Não me conseguiram vender este livro. Ele é um mártir às mãos da criança mimada e bipolar que McNaught aqui descreve. O perfil da jovem ingénua mas fogosa, corajosa mas insegura, determinada mas submissa, orgulhosa e que humilha, a de coração bondoso que perdoa todas as provações a que a sujeitam, não funciona para mim. Salva-se a tia Elinor e o gigante Arik; emparelhados puseram-me a rir.
Lembrou-me os livros da Sveva Casatti Modignani, que devorei com os meus 14 aninhos, e que cedo abandonei porque me apercebi de que havia um padrão nas personagens femininas: eram lindas, maravilhosas, ricas mas vindas de famílias operárias, toda a gente lhes admirava a fibra, a garra, o ardor com que se batiam pelo que queriam. Todos as admiravam e lhes teciam os maiores elogios. E elas ali... sem tomarem uma decisão, sem fazerem nada que não deslumbrarem um industrial da moda milanês. Era muita conversa para pouca acção. As atitudes das suas Giulias nunca estavam à altura da admiração que lhes projectava e fartei-me.

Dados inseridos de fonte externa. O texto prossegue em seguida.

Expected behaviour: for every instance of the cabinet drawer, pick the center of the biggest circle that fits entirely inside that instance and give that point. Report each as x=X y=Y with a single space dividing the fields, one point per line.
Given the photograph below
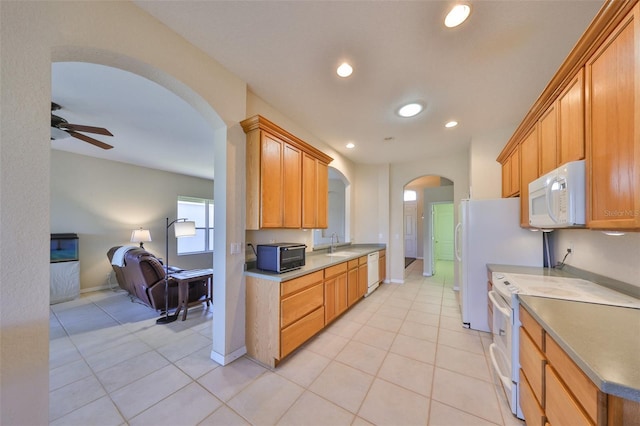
x=583 y=389
x=532 y=362
x=533 y=412
x=300 y=304
x=560 y=406
x=296 y=284
x=298 y=332
x=533 y=328
x=335 y=270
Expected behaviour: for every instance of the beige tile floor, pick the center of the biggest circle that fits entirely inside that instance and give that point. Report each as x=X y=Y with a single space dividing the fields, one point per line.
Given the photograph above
x=399 y=357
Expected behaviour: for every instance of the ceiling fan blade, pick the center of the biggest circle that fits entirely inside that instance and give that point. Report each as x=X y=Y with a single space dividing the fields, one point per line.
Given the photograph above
x=90 y=140
x=88 y=129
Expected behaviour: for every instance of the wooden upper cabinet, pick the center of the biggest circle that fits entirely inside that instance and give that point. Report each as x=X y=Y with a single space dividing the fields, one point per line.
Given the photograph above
x=511 y=175
x=529 y=171
x=287 y=179
x=548 y=134
x=570 y=107
x=612 y=89
x=291 y=183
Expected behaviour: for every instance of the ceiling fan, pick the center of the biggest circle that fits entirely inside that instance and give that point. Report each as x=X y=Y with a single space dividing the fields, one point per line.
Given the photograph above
x=60 y=125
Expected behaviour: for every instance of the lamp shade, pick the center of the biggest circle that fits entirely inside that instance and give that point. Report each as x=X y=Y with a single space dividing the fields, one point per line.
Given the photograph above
x=185 y=229
x=140 y=236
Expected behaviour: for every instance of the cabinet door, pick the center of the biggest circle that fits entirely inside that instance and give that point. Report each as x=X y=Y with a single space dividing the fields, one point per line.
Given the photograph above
x=353 y=293
x=511 y=174
x=292 y=176
x=529 y=172
x=560 y=406
x=571 y=121
x=612 y=90
x=322 y=195
x=309 y=191
x=362 y=280
x=271 y=190
x=548 y=133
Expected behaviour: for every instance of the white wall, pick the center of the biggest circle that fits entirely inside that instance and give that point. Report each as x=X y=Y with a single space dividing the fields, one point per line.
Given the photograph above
x=103 y=201
x=32 y=35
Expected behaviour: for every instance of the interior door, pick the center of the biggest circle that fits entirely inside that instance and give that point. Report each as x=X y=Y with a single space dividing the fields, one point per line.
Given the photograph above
x=410 y=229
x=443 y=231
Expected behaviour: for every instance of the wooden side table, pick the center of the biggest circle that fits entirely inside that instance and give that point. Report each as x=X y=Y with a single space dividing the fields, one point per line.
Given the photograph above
x=184 y=278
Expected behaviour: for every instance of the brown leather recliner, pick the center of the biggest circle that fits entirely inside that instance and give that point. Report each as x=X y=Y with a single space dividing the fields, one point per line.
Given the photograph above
x=143 y=276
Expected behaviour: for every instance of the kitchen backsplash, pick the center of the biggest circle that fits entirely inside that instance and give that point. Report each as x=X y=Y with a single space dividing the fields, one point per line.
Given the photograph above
x=616 y=257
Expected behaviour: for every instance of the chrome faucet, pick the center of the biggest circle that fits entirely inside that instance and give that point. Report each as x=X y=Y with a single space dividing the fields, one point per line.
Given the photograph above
x=332 y=249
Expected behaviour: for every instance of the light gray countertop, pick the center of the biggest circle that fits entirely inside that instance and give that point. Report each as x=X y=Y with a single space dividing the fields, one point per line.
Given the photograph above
x=604 y=341
x=316 y=261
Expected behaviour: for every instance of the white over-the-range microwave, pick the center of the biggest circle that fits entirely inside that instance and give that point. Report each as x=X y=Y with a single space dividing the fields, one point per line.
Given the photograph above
x=557 y=199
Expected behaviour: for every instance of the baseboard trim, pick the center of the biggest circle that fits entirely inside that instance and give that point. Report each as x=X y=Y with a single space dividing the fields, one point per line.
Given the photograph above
x=229 y=358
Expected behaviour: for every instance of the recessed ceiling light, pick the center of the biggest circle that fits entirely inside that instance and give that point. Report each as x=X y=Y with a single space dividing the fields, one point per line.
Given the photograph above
x=457 y=15
x=344 y=70
x=409 y=110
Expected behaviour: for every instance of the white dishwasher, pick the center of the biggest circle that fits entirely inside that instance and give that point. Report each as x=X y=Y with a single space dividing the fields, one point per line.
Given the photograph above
x=372 y=272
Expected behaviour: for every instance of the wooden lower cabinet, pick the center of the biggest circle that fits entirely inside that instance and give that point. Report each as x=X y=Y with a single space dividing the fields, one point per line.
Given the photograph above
x=363 y=276
x=561 y=408
x=554 y=390
x=353 y=283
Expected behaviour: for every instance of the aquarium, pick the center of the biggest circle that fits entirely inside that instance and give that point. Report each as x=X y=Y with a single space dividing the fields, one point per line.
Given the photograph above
x=64 y=248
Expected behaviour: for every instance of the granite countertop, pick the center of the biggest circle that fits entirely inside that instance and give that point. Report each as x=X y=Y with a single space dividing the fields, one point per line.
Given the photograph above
x=604 y=341
x=316 y=261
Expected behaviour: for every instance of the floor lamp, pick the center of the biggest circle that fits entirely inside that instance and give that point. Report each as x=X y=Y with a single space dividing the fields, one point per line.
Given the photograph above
x=182 y=228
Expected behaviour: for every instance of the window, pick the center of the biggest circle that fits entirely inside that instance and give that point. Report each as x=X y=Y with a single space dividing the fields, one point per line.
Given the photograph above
x=410 y=195
x=199 y=210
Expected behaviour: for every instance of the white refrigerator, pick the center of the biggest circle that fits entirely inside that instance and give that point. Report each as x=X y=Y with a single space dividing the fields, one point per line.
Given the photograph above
x=489 y=231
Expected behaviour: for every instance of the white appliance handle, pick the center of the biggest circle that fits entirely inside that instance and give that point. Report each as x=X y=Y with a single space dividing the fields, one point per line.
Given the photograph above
x=505 y=311
x=456 y=246
x=548 y=197
x=506 y=381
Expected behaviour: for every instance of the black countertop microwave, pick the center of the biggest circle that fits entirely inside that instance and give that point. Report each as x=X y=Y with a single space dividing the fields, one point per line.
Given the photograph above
x=280 y=257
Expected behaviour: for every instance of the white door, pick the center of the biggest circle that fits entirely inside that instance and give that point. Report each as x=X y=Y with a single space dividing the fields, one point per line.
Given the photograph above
x=410 y=229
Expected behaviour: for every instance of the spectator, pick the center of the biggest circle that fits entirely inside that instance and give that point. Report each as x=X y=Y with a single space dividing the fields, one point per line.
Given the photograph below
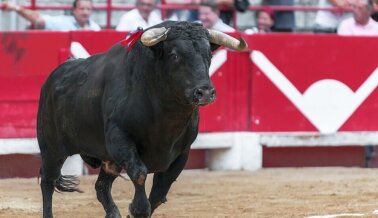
x=183 y=15
x=144 y=15
x=79 y=20
x=208 y=13
x=284 y=20
x=361 y=24
x=327 y=21
x=264 y=22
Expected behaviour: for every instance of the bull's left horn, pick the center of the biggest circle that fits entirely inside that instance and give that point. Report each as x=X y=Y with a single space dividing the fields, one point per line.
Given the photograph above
x=221 y=38
x=154 y=36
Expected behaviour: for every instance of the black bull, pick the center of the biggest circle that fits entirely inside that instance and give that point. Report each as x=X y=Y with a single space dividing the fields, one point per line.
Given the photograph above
x=135 y=111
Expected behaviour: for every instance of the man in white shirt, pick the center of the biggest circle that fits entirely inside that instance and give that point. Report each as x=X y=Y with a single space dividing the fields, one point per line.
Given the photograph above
x=79 y=20
x=208 y=14
x=144 y=15
x=361 y=24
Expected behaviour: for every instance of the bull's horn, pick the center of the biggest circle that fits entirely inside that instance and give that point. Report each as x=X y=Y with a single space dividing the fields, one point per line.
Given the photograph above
x=154 y=36
x=221 y=38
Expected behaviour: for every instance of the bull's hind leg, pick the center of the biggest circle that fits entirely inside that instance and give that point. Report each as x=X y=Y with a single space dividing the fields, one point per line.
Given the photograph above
x=108 y=173
x=50 y=173
x=124 y=152
x=163 y=181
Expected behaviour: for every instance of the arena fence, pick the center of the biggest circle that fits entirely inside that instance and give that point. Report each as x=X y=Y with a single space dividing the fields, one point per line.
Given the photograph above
x=287 y=90
x=109 y=7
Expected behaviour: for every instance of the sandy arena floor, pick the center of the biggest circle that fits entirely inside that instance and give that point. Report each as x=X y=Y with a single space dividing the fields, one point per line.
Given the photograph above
x=300 y=192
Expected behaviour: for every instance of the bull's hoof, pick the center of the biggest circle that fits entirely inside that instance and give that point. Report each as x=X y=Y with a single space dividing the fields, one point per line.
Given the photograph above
x=113 y=214
x=139 y=211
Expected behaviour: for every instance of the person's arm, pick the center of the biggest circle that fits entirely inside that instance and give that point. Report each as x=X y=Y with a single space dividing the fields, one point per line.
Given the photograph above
x=30 y=15
x=339 y=3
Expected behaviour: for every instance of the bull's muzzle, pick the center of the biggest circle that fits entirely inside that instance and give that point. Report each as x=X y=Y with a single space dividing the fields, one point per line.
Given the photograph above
x=204 y=95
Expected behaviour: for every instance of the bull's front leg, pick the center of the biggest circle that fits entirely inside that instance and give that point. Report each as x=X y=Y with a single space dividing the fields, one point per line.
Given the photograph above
x=123 y=150
x=162 y=181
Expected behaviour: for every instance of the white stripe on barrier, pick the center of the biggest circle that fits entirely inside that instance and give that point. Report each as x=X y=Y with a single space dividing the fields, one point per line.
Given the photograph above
x=286 y=139
x=327 y=103
x=19 y=146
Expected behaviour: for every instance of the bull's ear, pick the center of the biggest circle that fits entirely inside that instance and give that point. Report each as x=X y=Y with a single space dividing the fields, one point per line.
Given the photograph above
x=214 y=47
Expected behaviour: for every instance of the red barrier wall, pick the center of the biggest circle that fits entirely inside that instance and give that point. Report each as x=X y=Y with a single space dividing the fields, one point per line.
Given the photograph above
x=247 y=98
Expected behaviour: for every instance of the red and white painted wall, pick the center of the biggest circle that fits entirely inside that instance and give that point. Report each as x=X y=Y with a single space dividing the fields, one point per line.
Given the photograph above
x=286 y=102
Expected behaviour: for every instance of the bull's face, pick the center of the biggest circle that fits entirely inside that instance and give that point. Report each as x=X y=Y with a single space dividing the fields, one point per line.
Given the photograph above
x=186 y=69
x=184 y=59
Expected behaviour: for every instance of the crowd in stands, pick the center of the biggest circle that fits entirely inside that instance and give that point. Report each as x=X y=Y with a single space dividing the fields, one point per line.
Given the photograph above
x=354 y=17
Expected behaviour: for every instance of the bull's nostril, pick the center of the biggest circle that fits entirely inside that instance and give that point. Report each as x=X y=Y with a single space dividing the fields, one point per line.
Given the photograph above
x=212 y=92
x=198 y=93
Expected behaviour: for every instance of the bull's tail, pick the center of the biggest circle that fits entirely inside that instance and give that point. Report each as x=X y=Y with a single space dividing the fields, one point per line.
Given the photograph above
x=67 y=184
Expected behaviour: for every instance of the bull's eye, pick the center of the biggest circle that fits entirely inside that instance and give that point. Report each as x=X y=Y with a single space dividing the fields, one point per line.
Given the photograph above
x=174 y=57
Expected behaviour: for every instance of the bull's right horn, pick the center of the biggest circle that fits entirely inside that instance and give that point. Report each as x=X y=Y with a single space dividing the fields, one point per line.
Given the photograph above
x=154 y=36
x=221 y=38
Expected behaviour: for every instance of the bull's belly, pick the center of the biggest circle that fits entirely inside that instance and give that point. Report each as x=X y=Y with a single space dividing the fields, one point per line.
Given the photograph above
x=159 y=161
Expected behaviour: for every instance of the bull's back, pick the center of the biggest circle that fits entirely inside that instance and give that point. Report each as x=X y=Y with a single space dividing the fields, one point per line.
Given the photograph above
x=70 y=105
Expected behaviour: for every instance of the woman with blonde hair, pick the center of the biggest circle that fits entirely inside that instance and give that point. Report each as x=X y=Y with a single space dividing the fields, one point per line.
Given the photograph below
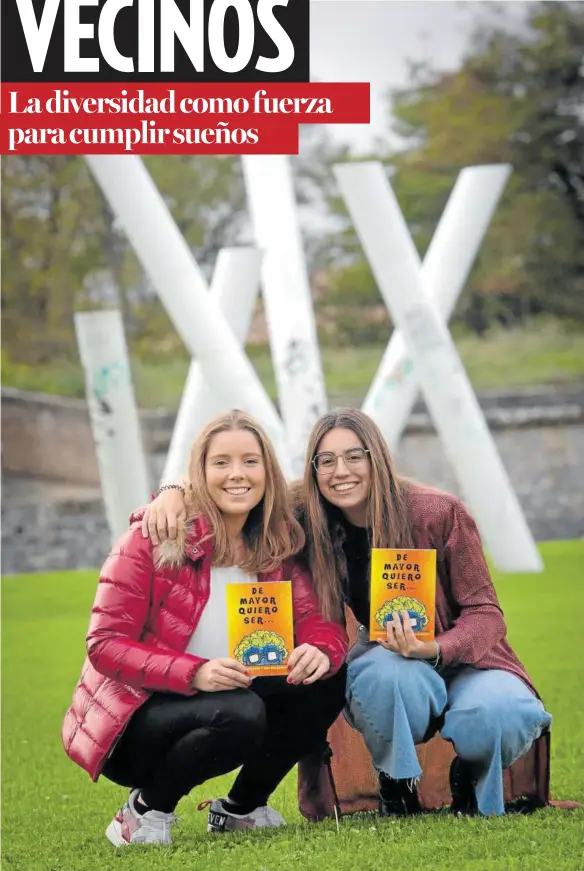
x=468 y=684
x=160 y=706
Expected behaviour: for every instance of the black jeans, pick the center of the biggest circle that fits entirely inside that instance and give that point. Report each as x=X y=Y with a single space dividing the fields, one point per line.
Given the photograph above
x=174 y=743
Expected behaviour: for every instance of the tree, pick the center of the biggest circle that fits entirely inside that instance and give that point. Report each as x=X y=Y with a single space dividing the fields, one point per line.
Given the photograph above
x=516 y=98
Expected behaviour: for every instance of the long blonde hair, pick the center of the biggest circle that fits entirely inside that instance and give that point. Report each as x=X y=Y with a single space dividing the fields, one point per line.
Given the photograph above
x=387 y=513
x=271 y=533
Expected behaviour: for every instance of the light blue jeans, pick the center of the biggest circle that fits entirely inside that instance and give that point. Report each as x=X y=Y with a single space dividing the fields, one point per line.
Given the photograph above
x=490 y=716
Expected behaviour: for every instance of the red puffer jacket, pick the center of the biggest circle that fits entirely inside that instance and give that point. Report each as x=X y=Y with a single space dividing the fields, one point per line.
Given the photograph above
x=147 y=606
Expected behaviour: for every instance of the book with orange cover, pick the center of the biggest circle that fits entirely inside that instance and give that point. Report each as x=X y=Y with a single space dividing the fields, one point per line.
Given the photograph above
x=403 y=580
x=261 y=626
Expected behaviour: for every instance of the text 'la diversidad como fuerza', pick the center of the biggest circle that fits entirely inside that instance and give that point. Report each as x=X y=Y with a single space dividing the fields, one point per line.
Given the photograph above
x=217 y=76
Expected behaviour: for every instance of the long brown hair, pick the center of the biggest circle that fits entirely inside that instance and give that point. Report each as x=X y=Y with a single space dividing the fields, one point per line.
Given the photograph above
x=271 y=532
x=387 y=513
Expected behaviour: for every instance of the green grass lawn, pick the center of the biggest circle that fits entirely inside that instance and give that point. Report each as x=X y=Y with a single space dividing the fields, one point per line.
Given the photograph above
x=540 y=352
x=54 y=818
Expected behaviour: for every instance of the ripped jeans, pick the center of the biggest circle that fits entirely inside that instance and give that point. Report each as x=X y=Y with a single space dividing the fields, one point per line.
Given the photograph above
x=490 y=716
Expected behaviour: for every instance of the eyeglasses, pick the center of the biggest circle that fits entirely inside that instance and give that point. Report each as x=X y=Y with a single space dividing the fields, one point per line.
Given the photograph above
x=326 y=462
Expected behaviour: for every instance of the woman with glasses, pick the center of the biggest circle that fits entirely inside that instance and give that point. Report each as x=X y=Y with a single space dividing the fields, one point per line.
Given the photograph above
x=468 y=684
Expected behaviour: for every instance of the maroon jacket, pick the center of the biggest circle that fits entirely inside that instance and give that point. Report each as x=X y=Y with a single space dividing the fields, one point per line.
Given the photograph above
x=471 y=631
x=147 y=606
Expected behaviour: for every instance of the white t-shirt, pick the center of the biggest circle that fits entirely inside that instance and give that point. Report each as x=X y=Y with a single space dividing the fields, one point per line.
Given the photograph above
x=209 y=640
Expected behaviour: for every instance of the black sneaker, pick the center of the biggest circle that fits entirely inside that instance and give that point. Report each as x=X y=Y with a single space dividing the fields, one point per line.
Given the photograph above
x=398 y=798
x=462 y=787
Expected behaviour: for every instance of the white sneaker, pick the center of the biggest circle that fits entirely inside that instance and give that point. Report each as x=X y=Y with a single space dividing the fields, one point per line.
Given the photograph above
x=129 y=827
x=221 y=820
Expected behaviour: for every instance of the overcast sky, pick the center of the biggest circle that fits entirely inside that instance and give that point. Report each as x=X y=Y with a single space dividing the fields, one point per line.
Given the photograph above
x=372 y=41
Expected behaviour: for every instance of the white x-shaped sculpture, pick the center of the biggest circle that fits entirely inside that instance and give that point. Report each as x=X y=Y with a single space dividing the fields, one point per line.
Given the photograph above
x=447 y=392
x=227 y=371
x=235 y=285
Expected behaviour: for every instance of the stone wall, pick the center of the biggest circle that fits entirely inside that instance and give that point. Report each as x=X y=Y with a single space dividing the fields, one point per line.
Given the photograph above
x=48 y=530
x=50 y=436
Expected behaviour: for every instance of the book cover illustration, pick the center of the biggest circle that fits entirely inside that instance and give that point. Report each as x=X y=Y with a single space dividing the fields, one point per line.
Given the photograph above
x=261 y=626
x=403 y=581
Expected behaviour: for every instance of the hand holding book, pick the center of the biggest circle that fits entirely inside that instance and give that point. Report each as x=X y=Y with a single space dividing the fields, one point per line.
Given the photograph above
x=402 y=639
x=221 y=674
x=308 y=664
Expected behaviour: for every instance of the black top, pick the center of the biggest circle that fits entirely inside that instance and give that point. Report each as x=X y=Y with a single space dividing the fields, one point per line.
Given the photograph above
x=357 y=554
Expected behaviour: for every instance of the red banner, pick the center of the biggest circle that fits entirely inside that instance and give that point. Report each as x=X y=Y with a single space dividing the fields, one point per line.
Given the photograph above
x=168 y=118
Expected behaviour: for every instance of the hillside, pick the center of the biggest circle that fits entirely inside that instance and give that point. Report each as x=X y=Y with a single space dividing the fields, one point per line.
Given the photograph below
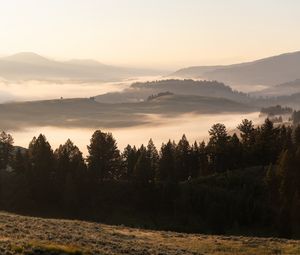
x=84 y=112
x=31 y=66
x=142 y=90
x=28 y=235
x=284 y=89
x=268 y=71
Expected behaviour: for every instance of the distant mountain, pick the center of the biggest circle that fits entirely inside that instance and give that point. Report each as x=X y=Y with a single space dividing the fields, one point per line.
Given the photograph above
x=268 y=71
x=92 y=114
x=142 y=90
x=284 y=89
x=31 y=66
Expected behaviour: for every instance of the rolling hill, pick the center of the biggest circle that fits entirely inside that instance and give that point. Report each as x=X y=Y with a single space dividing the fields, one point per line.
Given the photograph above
x=142 y=90
x=268 y=71
x=284 y=89
x=84 y=112
x=31 y=66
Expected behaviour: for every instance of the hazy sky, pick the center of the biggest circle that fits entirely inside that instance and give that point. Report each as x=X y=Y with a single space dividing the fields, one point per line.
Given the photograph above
x=153 y=33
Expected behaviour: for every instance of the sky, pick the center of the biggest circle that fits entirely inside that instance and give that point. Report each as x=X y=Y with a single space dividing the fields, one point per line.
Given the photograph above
x=155 y=33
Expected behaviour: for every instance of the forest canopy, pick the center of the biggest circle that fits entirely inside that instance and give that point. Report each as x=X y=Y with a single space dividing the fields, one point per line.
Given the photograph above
x=246 y=183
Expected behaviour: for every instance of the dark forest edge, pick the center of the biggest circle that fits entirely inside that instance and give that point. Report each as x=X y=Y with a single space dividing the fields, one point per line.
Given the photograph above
x=244 y=185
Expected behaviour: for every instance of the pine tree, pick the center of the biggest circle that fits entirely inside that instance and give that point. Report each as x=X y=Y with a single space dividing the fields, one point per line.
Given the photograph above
x=182 y=159
x=130 y=158
x=166 y=169
x=6 y=149
x=41 y=163
x=218 y=146
x=104 y=160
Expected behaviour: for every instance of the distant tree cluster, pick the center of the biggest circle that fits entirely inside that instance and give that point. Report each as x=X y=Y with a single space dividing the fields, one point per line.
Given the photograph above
x=161 y=94
x=241 y=183
x=296 y=117
x=276 y=110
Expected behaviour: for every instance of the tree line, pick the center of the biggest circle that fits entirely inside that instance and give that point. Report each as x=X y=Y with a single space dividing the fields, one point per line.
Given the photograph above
x=245 y=183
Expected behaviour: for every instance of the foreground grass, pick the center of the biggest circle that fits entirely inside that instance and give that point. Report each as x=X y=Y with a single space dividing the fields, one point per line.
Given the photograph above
x=31 y=236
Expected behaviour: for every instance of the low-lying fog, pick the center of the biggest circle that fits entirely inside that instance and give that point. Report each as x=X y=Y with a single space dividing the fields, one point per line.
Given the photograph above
x=41 y=90
x=194 y=126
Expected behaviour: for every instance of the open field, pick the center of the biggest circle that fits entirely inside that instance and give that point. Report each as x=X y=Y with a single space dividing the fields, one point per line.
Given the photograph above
x=29 y=235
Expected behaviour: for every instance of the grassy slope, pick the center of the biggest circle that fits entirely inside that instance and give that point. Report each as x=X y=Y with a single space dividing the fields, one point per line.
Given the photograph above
x=27 y=235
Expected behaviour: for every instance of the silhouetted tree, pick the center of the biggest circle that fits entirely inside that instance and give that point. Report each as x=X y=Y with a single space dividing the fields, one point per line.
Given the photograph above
x=104 y=160
x=6 y=149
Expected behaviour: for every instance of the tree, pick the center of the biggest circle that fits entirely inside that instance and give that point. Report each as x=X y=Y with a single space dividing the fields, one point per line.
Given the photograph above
x=183 y=159
x=69 y=160
x=104 y=160
x=166 y=169
x=266 y=146
x=296 y=136
x=130 y=158
x=247 y=132
x=41 y=163
x=153 y=157
x=143 y=172
x=218 y=147
x=70 y=172
x=6 y=149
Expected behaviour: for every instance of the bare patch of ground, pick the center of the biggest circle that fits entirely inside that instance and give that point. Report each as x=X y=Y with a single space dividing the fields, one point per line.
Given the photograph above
x=31 y=236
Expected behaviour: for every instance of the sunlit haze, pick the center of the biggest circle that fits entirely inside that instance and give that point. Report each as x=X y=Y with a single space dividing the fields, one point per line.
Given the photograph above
x=158 y=33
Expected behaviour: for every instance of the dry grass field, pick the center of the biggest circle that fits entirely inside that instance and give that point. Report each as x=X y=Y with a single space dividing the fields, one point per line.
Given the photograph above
x=29 y=235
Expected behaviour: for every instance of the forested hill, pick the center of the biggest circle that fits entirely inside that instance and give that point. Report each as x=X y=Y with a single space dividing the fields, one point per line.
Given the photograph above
x=268 y=71
x=142 y=90
x=242 y=185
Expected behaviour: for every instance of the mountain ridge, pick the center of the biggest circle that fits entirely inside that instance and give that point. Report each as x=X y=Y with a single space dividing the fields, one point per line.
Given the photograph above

Uma nota para a tradução portuguesa, que só melhora depois da página 200. Ler "positivamente carregado de galhos", ou "terna ingénua", "doce coração", "esbelto pescoço", etc., foi embaraçoso. Também achei que a culpa é em parte do manuscrito original, porque enjoei o número de vezes em que a escritora repetiu, não fôssemos nós esquecer, que o homem era enorme e tinha ombros muito largos, e que era bronzeado e tinha dentes muito brancos e olhos cinzentos. E ela? Os olhos dela lembram veludo molhado (não importa a cor, desde que molhado), ou safiras líquidas (?), e também tem os dentes muito brancos, a pele leitosa, os seios e os lábios generosos, a cintura muito fina, os cabelos acobreados.Foi tudo repetido ao ponto do enjoo. Mas ai, como era fácil amar no séc. XV!

Sinopse: Chamam-lhe o Lobo Negro. Nunca perde uma batalha. Temido por todos, Royce Westmoreland, duque de Claymore, é um guerreiro inglês intrépido. Tão intrépido que comete a loucura de manter sequestrada a filha do seu maior rival, o chefe do poderoso clã escocês Merrick.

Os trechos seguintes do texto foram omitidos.